As it turns out, the reason he didn't come directly to me was unseen water about 2 inches deep across the opening in front of me. Maybe the puddles should have been the clue. Goes to show that unseen obstacles are often the reason birds just won't quite come into range.

I always learn something out of each season. This year I learned, or was reminded of, many. I'll never regret early success again, that's for sure. It would have been a great season even if I hadn't gotten that bird, but it sure is fun to carry one off the mountain. Especially the last day of the season.


----------



## svmoose (Feb 28, 2008)

Great write up! Congrats on the bird.


----------



## Road Runner (Mar 20, 2010)

Great hunt. Birds like that keep the fire burning until next season.


----------



## MWScott72 (May 23, 2011)

Way to hang in there, and what a story. Perseverance does wonders. I didn't get my bird until the last Saturday. Wish I could say I called him in, but the birds in my area had serious lock jaw and seemed call shy to boot. Ended up just having to bushwack him after the fly down.


----------



## xxxxxxBirdDogger (Mar 7, 2008)

Good job, birdman! Excellent story. I've had my best calling days toward the end of the hunt the past couple of years. Like Mr. Scott, I also had to take the hunt to the bird this year instead of bringing one in.


----------



## tigerpincer (Dec 5, 2009)

Great story. Other than the cold cant ask for a better hunt than that. All the close misses and frustration on earlier excursions make the final success so much the sweeter.


----------



## Bears Butt (Sep 12, 2007)

Very good story! I guess that is why you are called Birdman! Good job and congrats on a fine bird.


----------



## BPturkeys (Sep 13, 2007)

Congrats on your success. Stories like this is what turkey hunting is all about. It matters not that a turkey is just a little creature smaller than the hind quarter of a deer, you have spent the month chasing a worthy adversary. Ah, to be young again and able to do that two hour hike...do'em while you can, they're the fuel of life.


----------



## stillhunterman (Feb 15, 2009)

Great story and congrats on a great hunt!
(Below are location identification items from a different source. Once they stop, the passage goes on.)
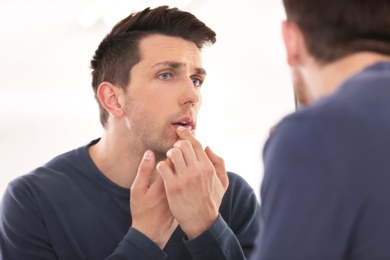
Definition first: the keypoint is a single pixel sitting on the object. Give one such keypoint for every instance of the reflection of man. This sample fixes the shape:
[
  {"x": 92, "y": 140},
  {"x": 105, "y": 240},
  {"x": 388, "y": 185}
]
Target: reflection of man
[
  {"x": 325, "y": 192},
  {"x": 147, "y": 75}
]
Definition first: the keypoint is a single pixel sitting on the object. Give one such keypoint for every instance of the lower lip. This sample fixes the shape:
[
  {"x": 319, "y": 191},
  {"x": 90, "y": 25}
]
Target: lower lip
[{"x": 189, "y": 127}]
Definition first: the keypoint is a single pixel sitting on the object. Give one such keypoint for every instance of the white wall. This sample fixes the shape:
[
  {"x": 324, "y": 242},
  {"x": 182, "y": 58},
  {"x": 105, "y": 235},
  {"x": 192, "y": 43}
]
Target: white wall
[{"x": 47, "y": 105}]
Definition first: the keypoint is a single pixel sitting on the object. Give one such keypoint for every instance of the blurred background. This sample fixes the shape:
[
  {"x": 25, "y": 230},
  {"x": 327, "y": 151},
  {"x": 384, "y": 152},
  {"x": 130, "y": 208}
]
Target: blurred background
[{"x": 47, "y": 105}]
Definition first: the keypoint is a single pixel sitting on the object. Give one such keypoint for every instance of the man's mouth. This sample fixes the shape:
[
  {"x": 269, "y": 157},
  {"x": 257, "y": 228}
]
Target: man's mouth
[{"x": 187, "y": 123}]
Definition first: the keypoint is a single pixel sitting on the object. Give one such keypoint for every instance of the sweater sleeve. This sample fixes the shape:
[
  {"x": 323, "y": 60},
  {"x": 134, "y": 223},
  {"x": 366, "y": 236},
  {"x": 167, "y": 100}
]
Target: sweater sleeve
[
  {"x": 25, "y": 236},
  {"x": 23, "y": 232},
  {"x": 218, "y": 242},
  {"x": 136, "y": 245},
  {"x": 300, "y": 203},
  {"x": 233, "y": 234}
]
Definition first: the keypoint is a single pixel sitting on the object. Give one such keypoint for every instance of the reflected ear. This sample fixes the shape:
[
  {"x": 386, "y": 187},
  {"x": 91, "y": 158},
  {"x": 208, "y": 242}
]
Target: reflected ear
[
  {"x": 109, "y": 96},
  {"x": 293, "y": 40}
]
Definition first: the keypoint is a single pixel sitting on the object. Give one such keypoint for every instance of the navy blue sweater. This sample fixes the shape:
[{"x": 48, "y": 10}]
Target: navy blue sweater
[
  {"x": 326, "y": 187},
  {"x": 68, "y": 209}
]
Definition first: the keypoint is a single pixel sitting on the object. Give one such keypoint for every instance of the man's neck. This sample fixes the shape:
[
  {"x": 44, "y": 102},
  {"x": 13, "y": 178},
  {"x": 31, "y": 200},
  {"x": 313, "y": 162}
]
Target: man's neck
[
  {"x": 327, "y": 78},
  {"x": 115, "y": 159}
]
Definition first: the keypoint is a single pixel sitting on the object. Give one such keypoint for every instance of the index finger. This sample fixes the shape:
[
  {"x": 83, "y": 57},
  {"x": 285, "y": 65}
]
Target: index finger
[{"x": 185, "y": 134}]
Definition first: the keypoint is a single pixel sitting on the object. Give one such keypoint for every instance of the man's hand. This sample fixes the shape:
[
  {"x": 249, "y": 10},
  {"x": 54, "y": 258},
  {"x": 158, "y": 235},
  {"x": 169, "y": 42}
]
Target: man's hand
[
  {"x": 195, "y": 182},
  {"x": 149, "y": 206}
]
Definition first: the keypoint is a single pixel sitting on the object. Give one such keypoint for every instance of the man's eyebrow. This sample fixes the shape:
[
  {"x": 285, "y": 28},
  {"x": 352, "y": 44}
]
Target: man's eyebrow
[{"x": 175, "y": 65}]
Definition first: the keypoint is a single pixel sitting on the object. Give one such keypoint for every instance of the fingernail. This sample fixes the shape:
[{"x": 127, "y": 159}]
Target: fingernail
[{"x": 148, "y": 155}]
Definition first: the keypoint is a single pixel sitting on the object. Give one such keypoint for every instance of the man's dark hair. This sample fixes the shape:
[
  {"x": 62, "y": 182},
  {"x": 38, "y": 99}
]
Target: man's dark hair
[
  {"x": 119, "y": 50},
  {"x": 333, "y": 29}
]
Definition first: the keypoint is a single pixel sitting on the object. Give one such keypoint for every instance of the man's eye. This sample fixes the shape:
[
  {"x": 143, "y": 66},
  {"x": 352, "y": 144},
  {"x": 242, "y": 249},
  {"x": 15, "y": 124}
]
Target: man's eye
[
  {"x": 197, "y": 82},
  {"x": 165, "y": 76}
]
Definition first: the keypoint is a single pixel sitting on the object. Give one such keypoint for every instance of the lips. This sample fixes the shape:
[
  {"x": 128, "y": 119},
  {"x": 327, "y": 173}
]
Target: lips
[{"x": 186, "y": 122}]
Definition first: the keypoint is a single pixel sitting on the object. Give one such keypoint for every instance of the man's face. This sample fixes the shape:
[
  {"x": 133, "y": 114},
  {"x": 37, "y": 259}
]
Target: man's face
[{"x": 163, "y": 93}]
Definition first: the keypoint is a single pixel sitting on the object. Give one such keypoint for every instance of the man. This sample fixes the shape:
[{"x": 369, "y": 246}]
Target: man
[
  {"x": 325, "y": 192},
  {"x": 147, "y": 75}
]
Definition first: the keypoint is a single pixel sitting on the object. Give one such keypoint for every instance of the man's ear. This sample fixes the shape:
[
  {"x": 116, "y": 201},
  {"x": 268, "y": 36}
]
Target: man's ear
[
  {"x": 293, "y": 41},
  {"x": 109, "y": 97}
]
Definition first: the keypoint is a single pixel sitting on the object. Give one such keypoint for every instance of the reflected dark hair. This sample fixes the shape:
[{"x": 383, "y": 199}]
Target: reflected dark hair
[
  {"x": 119, "y": 51},
  {"x": 333, "y": 29}
]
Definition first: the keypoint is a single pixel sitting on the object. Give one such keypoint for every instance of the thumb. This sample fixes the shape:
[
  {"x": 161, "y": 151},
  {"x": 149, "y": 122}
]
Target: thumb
[
  {"x": 219, "y": 166},
  {"x": 145, "y": 170}
]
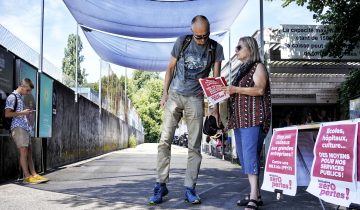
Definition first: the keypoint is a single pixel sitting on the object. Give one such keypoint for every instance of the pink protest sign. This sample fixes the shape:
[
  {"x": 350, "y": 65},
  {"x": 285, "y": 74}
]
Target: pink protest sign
[
  {"x": 333, "y": 169},
  {"x": 280, "y": 167}
]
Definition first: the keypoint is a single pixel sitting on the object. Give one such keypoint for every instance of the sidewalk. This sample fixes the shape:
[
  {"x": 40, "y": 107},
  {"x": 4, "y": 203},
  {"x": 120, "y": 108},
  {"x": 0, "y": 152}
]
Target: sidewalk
[{"x": 124, "y": 180}]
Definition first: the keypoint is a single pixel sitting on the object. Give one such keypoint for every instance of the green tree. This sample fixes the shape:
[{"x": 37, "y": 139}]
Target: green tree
[
  {"x": 147, "y": 103},
  {"x": 69, "y": 62},
  {"x": 342, "y": 17},
  {"x": 349, "y": 89}
]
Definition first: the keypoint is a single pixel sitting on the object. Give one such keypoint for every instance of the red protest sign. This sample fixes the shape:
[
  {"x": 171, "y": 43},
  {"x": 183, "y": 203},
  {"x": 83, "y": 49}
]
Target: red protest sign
[
  {"x": 281, "y": 157},
  {"x": 212, "y": 89}
]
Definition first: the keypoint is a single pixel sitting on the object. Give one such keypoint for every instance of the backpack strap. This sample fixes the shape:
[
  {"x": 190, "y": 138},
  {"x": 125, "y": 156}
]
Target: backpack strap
[
  {"x": 213, "y": 45},
  {"x": 212, "y": 51},
  {"x": 184, "y": 45},
  {"x": 15, "y": 105}
]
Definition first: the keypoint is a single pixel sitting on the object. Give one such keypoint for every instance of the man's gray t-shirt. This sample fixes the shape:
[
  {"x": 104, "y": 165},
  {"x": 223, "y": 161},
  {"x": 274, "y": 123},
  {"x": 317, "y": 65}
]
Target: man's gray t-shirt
[{"x": 193, "y": 65}]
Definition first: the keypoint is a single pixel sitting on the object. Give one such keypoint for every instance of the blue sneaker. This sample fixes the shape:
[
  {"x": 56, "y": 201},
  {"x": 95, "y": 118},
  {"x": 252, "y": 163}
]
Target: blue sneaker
[
  {"x": 160, "y": 191},
  {"x": 191, "y": 196}
]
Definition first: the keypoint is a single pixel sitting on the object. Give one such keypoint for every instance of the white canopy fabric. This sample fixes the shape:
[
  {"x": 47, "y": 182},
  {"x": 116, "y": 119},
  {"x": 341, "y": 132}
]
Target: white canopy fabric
[
  {"x": 135, "y": 54},
  {"x": 153, "y": 18},
  {"x": 123, "y": 31}
]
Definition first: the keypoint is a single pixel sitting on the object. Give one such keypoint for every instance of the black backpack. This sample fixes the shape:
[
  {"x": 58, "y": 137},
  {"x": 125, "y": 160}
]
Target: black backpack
[
  {"x": 6, "y": 121},
  {"x": 186, "y": 42}
]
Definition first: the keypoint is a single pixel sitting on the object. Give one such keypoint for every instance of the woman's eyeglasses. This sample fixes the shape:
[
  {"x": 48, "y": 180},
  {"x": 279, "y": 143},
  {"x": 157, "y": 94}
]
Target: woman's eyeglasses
[
  {"x": 238, "y": 48},
  {"x": 201, "y": 36}
]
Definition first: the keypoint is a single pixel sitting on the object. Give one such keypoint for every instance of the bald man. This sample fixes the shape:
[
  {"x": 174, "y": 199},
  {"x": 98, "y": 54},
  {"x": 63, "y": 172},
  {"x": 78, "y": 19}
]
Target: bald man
[{"x": 193, "y": 57}]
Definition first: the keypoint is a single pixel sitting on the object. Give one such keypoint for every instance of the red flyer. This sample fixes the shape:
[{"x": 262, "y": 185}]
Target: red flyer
[
  {"x": 280, "y": 167},
  {"x": 333, "y": 173},
  {"x": 211, "y": 87}
]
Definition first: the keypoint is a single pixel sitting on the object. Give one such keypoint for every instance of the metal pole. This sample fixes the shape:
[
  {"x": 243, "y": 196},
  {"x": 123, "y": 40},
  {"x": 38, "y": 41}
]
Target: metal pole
[
  {"x": 229, "y": 32},
  {"x": 100, "y": 101},
  {"x": 36, "y": 134},
  {"x": 261, "y": 30},
  {"x": 76, "y": 63},
  {"x": 125, "y": 83}
]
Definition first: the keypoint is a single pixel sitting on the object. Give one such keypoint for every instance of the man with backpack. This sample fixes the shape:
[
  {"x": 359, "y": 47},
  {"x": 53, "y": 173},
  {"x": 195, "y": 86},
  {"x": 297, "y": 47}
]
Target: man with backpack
[
  {"x": 192, "y": 58},
  {"x": 21, "y": 130}
]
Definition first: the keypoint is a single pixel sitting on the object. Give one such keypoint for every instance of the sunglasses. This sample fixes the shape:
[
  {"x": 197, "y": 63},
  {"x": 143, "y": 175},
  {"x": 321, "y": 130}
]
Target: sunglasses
[
  {"x": 238, "y": 48},
  {"x": 199, "y": 37}
]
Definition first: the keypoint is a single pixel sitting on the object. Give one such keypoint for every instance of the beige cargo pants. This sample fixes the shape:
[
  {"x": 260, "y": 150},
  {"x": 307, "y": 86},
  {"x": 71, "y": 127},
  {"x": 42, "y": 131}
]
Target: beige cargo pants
[{"x": 193, "y": 108}]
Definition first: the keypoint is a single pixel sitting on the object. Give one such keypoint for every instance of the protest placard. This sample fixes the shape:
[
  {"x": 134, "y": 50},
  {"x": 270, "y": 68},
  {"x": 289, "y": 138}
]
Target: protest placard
[
  {"x": 333, "y": 170},
  {"x": 280, "y": 167},
  {"x": 212, "y": 89}
]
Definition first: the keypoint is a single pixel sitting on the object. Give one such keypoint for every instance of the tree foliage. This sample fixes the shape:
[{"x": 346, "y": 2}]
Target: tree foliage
[
  {"x": 342, "y": 16},
  {"x": 69, "y": 62},
  {"x": 349, "y": 89},
  {"x": 145, "y": 91}
]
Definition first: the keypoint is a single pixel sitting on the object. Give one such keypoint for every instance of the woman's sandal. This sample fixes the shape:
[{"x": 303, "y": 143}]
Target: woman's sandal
[
  {"x": 246, "y": 200},
  {"x": 251, "y": 206}
]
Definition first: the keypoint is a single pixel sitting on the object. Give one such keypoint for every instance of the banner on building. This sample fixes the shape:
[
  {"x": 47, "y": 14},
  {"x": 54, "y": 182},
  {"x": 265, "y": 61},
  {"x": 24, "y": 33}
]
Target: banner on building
[
  {"x": 45, "y": 112},
  {"x": 307, "y": 41},
  {"x": 334, "y": 167},
  {"x": 280, "y": 167},
  {"x": 24, "y": 70}
]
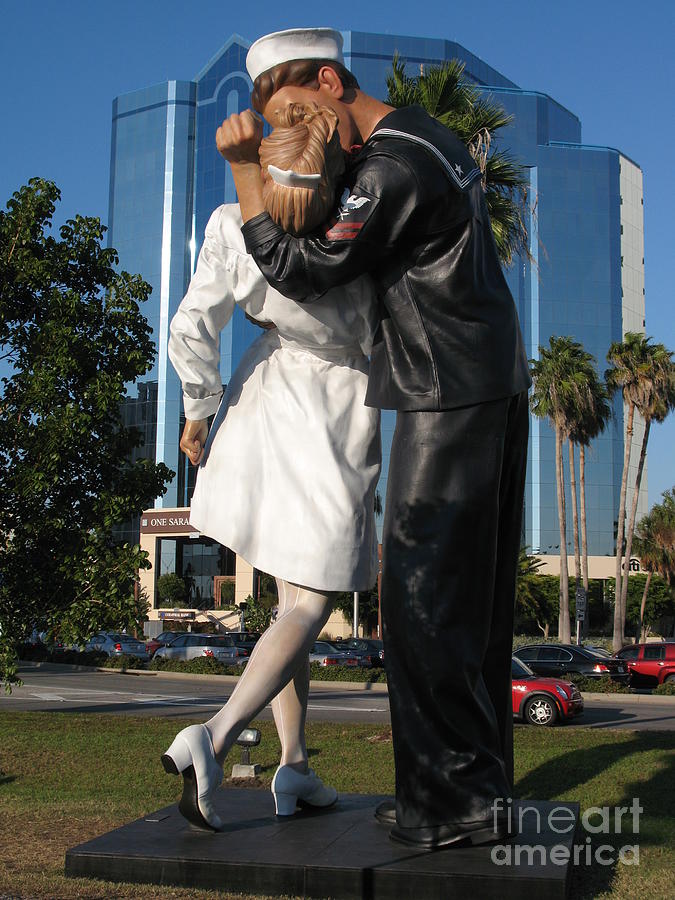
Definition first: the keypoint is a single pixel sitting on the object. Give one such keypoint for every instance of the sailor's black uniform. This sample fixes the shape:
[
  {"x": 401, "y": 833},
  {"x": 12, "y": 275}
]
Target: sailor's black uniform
[{"x": 449, "y": 357}]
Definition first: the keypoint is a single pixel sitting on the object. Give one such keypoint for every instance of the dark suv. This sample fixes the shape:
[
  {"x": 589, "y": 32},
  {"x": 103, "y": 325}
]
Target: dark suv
[
  {"x": 649, "y": 664},
  {"x": 562, "y": 660}
]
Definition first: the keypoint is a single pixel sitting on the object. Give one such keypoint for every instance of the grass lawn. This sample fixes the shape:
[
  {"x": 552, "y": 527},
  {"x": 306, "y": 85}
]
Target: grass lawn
[{"x": 66, "y": 778}]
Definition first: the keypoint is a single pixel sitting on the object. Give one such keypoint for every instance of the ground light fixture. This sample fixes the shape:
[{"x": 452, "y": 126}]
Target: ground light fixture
[{"x": 249, "y": 737}]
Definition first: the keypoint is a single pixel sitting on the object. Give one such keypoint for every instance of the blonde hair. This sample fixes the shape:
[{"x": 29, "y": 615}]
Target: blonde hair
[{"x": 306, "y": 141}]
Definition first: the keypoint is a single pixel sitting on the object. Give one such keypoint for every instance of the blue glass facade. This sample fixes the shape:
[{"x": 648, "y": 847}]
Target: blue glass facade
[{"x": 167, "y": 177}]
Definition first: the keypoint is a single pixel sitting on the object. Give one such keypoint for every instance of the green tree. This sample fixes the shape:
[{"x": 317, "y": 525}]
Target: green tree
[
  {"x": 536, "y": 595},
  {"x": 654, "y": 543},
  {"x": 447, "y": 95},
  {"x": 171, "y": 590},
  {"x": 71, "y": 337},
  {"x": 560, "y": 393},
  {"x": 592, "y": 422},
  {"x": 645, "y": 374},
  {"x": 368, "y": 606}
]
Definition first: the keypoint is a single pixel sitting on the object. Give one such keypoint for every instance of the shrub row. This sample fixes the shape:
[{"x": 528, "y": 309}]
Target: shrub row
[
  {"x": 204, "y": 665},
  {"x": 347, "y": 673}
]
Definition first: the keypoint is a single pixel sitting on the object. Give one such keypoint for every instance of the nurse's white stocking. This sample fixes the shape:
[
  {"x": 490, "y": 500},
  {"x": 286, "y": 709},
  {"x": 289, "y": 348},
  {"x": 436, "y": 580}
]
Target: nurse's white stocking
[
  {"x": 280, "y": 655},
  {"x": 290, "y": 704}
]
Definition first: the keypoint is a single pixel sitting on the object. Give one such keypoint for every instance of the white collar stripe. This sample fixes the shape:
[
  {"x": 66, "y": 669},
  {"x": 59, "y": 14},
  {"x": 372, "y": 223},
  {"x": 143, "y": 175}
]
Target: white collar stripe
[{"x": 461, "y": 182}]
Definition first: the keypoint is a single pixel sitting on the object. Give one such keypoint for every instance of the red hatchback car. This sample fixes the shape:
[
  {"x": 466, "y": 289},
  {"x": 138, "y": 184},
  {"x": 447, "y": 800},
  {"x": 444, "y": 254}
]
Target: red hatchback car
[
  {"x": 650, "y": 664},
  {"x": 542, "y": 701}
]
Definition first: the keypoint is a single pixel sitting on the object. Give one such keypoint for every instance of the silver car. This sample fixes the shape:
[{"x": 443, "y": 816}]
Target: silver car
[
  {"x": 327, "y": 654},
  {"x": 114, "y": 643},
  {"x": 194, "y": 646}
]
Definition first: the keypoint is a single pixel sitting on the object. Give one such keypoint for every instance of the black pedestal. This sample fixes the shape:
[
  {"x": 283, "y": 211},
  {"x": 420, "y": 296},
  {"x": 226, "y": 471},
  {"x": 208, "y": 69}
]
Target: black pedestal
[{"x": 340, "y": 853}]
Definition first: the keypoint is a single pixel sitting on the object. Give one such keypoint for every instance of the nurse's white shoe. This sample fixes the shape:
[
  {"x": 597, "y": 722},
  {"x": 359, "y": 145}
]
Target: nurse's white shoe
[
  {"x": 192, "y": 755},
  {"x": 291, "y": 788}
]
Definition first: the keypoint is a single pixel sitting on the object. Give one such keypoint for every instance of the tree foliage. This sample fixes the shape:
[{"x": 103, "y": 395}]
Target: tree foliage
[
  {"x": 561, "y": 392},
  {"x": 449, "y": 96},
  {"x": 536, "y": 595},
  {"x": 71, "y": 336},
  {"x": 644, "y": 372}
]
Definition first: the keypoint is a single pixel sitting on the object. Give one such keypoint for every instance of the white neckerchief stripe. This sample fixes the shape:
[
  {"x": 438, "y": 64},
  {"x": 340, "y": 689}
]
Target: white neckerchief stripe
[{"x": 461, "y": 182}]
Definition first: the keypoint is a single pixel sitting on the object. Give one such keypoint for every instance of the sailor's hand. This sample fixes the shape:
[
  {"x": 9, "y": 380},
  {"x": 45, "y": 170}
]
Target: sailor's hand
[
  {"x": 261, "y": 323},
  {"x": 193, "y": 439},
  {"x": 238, "y": 138}
]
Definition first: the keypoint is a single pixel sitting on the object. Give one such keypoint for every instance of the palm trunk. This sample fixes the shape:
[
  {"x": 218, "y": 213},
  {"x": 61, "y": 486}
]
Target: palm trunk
[
  {"x": 641, "y": 635},
  {"x": 575, "y": 514},
  {"x": 582, "y": 506},
  {"x": 619, "y": 618},
  {"x": 564, "y": 597},
  {"x": 631, "y": 521}
]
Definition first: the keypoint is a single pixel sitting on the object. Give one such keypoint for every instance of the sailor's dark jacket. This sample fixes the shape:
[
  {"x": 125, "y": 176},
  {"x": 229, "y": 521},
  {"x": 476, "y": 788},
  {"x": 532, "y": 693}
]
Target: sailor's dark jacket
[{"x": 413, "y": 216}]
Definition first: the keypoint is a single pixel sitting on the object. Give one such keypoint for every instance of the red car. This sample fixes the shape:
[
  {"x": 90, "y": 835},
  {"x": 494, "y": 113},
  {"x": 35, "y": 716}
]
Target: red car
[
  {"x": 542, "y": 701},
  {"x": 650, "y": 664}
]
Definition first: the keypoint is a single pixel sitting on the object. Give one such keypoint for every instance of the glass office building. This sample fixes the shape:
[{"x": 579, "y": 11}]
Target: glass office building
[{"x": 585, "y": 278}]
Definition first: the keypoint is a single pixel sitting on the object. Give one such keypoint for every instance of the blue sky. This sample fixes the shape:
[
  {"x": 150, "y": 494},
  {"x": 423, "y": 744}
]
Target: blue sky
[{"x": 609, "y": 61}]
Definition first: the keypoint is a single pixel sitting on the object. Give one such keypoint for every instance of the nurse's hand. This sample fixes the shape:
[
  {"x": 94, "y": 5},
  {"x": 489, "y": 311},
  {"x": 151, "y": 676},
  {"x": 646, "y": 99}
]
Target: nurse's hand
[
  {"x": 193, "y": 439},
  {"x": 238, "y": 138}
]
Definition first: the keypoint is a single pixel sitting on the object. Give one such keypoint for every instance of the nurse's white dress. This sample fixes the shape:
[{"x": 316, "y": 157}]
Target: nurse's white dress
[{"x": 292, "y": 459}]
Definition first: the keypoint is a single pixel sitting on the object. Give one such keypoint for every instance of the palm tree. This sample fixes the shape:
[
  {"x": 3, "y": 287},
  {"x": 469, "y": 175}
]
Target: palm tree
[
  {"x": 645, "y": 373},
  {"x": 591, "y": 424},
  {"x": 560, "y": 393},
  {"x": 458, "y": 103},
  {"x": 654, "y": 543}
]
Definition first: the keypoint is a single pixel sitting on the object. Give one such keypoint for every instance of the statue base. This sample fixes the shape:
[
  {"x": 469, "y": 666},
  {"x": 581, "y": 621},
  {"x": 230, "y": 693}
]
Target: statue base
[{"x": 341, "y": 852}]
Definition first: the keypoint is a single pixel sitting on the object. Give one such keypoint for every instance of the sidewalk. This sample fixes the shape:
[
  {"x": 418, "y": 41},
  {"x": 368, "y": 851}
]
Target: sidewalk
[{"x": 612, "y": 699}]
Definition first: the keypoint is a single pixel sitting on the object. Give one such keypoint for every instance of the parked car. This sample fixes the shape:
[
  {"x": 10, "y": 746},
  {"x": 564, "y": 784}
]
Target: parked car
[
  {"x": 162, "y": 640},
  {"x": 192, "y": 646},
  {"x": 114, "y": 643},
  {"x": 364, "y": 648},
  {"x": 560, "y": 660},
  {"x": 542, "y": 701},
  {"x": 649, "y": 664},
  {"x": 327, "y": 654},
  {"x": 245, "y": 640}
]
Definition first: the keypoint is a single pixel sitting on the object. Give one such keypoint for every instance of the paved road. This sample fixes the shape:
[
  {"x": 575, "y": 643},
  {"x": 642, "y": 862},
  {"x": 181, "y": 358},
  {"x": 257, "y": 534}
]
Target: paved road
[{"x": 157, "y": 695}]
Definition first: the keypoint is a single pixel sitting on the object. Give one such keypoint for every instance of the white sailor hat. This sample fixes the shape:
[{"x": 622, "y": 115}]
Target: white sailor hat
[{"x": 292, "y": 44}]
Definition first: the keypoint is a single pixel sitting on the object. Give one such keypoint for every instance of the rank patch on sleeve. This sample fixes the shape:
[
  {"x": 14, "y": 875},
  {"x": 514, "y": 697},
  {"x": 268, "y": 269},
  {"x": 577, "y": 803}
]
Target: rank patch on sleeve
[{"x": 354, "y": 212}]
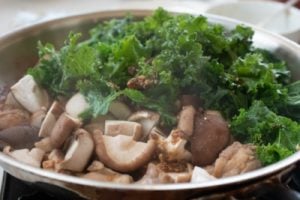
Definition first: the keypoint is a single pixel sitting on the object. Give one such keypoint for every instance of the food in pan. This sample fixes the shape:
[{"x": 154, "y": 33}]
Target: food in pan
[{"x": 165, "y": 99}]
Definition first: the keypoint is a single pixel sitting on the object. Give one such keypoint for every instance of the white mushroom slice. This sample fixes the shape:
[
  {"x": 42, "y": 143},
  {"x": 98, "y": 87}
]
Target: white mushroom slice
[
  {"x": 120, "y": 110},
  {"x": 37, "y": 118},
  {"x": 155, "y": 175},
  {"x": 54, "y": 158},
  {"x": 44, "y": 144},
  {"x": 147, "y": 119},
  {"x": 13, "y": 117},
  {"x": 117, "y": 127},
  {"x": 200, "y": 175},
  {"x": 98, "y": 172},
  {"x": 122, "y": 153},
  {"x": 29, "y": 94},
  {"x": 50, "y": 119},
  {"x": 11, "y": 101},
  {"x": 79, "y": 152},
  {"x": 98, "y": 123},
  {"x": 33, "y": 157},
  {"x": 76, "y": 105},
  {"x": 62, "y": 129},
  {"x": 172, "y": 148},
  {"x": 186, "y": 120}
]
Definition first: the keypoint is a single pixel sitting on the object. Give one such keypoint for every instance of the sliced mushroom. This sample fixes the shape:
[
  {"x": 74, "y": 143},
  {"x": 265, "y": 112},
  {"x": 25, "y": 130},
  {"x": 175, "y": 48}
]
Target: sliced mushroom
[
  {"x": 120, "y": 110},
  {"x": 50, "y": 119},
  {"x": 122, "y": 153},
  {"x": 98, "y": 172},
  {"x": 11, "y": 101},
  {"x": 33, "y": 157},
  {"x": 77, "y": 105},
  {"x": 201, "y": 175},
  {"x": 62, "y": 129},
  {"x": 44, "y": 144},
  {"x": 54, "y": 158},
  {"x": 19, "y": 137},
  {"x": 37, "y": 118},
  {"x": 155, "y": 175},
  {"x": 210, "y": 137},
  {"x": 186, "y": 120},
  {"x": 29, "y": 94},
  {"x": 147, "y": 119},
  {"x": 79, "y": 152},
  {"x": 117, "y": 127},
  {"x": 98, "y": 123},
  {"x": 172, "y": 148},
  {"x": 13, "y": 117}
]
Dang, that could have been a big game hunt the way things went down! I'm gonna have to give this turkey hunting thing a shot next year, wow! ;-)


----------



## BPturkeys (Sep 13, 2007)

stillhunterman said:


> Great story and congrats on a great hunt!  Dang, that could have been a big game hunt the way things went down! I'm gonna have to give this turkey hunting thing a shot next year, wow! ;-)


 -_O- -_O- -_O- Hunting dimwitted elk and deer don't quite compare. You got it backwards, big game hunting is just something to do when you can't hunt turkey.


----------



## stillhunterman (Feb 15, 2009)

BPturkeys said:


> stillhunterman said:
> 
> 
> > Great story and congrats on a great hunt!  Dang, that could have been a big game hunt the way things went down! I'm gonna have to give this turkey hunting thing a shot next year, wow! ;-)
> ...


 :mrgreen: I am starting to see clearly now the rain is gone...lol BP you just might have something there! 8)


----------



## vdogs (Sep 22, 2007)

Great story and a well earned trophy!


----------